Bei welchen Lebensmitteln brauchen keine Rückstellproben gebildet werden?

Von Waren in Fertigpackungen von Zulieferern, wie z. B. Getränke, Milchprodukte, Süßigkeiten, Gebäck oder Portionspackungen mit Pudding, Joghurt oder beispielsweise Eis, die in der Originalverpackung abgegeben werden, sind keine Rückstellproben notwendig. Hier haftet im Streitfall der auf der Verpackung genannte Hersteller. Voraussetzung für die Herstellerhaftung ist, dass die Einhaltung der vom Hersteller vorgeschrieben Lagerbedingungen wie Kühltemperaturen und MHD nachgewiesen werden können.

Gibt es eine gesetzliche Verpflichtung Rückstellproben zu bilden?

Zum 08.03.2016 wurde die gesetzliche Regelung für Rückstellproben aus der Tierischen Lebensmittelhygiene-Verordnung gestrichen. Somit gibt es für Lebensmittelbetriebe keine verbindliche Rechtsvorschrift zum Anlegen von Rückstellproben. Ausgenommen von dieser Freiheit sind alle Lebensmittelbetriebe mit EU-Zulassung. Diese sind auch weiterhin zur Bereitstellung von Rückstellproben verpflichtet.

Warum wird die Bildung von Rückstellproben trotzdem empfohlen?

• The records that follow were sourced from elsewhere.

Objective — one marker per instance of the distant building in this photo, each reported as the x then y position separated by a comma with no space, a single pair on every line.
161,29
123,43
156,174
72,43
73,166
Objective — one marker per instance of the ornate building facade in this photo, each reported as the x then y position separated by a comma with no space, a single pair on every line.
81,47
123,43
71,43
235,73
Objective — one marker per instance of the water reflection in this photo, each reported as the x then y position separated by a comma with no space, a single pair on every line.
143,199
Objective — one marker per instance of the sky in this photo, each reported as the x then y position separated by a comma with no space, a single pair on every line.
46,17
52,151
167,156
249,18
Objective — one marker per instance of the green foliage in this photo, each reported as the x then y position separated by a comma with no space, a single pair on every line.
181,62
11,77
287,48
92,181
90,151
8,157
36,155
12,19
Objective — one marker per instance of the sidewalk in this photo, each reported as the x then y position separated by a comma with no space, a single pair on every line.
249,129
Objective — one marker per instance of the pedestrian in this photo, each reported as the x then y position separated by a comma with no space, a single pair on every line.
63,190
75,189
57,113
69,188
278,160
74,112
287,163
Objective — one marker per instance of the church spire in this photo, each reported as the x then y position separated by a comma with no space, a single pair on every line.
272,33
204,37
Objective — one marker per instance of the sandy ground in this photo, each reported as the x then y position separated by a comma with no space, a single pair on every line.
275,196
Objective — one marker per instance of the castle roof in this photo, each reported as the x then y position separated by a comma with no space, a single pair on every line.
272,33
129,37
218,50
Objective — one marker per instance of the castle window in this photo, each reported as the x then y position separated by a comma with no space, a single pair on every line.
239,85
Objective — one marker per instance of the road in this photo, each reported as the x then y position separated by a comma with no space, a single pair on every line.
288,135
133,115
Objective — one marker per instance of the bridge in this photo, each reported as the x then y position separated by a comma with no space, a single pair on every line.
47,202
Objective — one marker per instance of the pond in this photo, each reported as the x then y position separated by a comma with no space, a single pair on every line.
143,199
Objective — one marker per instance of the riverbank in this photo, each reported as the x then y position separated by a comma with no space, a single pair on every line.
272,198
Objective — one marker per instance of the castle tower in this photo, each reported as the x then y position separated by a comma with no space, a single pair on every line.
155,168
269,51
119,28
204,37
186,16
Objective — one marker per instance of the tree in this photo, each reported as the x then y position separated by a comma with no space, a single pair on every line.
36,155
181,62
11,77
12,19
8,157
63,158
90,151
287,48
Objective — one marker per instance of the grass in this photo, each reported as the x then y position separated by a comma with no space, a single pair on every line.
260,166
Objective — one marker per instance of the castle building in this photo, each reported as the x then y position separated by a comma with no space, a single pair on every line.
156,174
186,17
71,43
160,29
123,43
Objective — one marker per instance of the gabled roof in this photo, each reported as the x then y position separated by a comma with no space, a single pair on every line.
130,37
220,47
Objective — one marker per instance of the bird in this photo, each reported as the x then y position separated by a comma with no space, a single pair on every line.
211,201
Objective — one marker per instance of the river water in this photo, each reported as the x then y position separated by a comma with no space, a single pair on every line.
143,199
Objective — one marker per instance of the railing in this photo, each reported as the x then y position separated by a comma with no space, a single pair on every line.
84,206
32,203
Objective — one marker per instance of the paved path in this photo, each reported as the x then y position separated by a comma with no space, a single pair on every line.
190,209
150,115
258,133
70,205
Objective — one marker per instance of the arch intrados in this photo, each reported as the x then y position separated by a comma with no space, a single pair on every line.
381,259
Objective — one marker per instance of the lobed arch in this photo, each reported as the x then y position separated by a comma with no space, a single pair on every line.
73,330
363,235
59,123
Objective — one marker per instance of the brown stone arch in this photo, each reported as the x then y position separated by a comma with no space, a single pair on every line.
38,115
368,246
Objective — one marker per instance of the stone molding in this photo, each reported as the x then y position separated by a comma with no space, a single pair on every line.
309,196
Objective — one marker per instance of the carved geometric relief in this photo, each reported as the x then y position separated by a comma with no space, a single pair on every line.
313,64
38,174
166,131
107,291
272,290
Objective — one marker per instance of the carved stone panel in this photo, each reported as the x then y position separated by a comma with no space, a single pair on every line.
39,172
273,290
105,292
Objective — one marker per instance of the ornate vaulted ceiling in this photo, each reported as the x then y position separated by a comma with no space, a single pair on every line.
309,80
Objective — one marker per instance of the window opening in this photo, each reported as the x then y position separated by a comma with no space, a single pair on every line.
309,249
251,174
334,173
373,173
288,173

Die Betreiber von Lebensmittelbetrieben, in denen Produkte und Speisen hergestellt, verarbeitet oder ausgegeben werden, sind für die Einhaltung der lebensmittelrechtlichen Vorschriften im Rahmen ihrer Sorgfaltspflicht verantwortlich. Dazu gehört beispielsweise das betriebliche Eigenkontrollsystem, welches die Sicherheit von Lebensmitteln und Speisen gewährleisten soll. Regelmäßig durchgeführte und dokumentierte Wareneingangs- und Temperaturkontrollen belegen z.B. die Einhaltung der Kühlkette. Rückstellproben dienen im Ernstfall darüber hinaus als Beweismittel. Beim Auftreten lebensmittelbedingter Erkrankungen, die durch fehlerhafte Produkte entstehen, ermöglicht eine mikrobiologische Kontrolluntersuchung den klärenden Nachweis der Ursache. Bestenfalls können Rückstellproben den Lebensmittelunternehmer vor Haftungsschäden bewahren, die durch das in Verkehr bringen von unsicheren Lebensmitteln und Speisen nach den allgemeinen Haftungsvorschriften und dem Produkthaftungsgesetz gelten.

Was konnte durch die Rückstellproben in unserem Beispiel bewiesen werden?

Die oben genannte Kantine konnte die Sicherheit ihrer ausgegebenen Speisen durch die Rückstellproben beweisen. Die Ergebnisse der mikrobiologischen Untersuchung sprechen eine eindeutige Sprache. Hygienisch einwandfreie Lebensmittel! Schuld an den Magen-Darm-Erkrankungen ist ein klassischer Infekt bei dem der Erreger direkt oder indirekt von Mensch zu Mensch weitergegeben wird.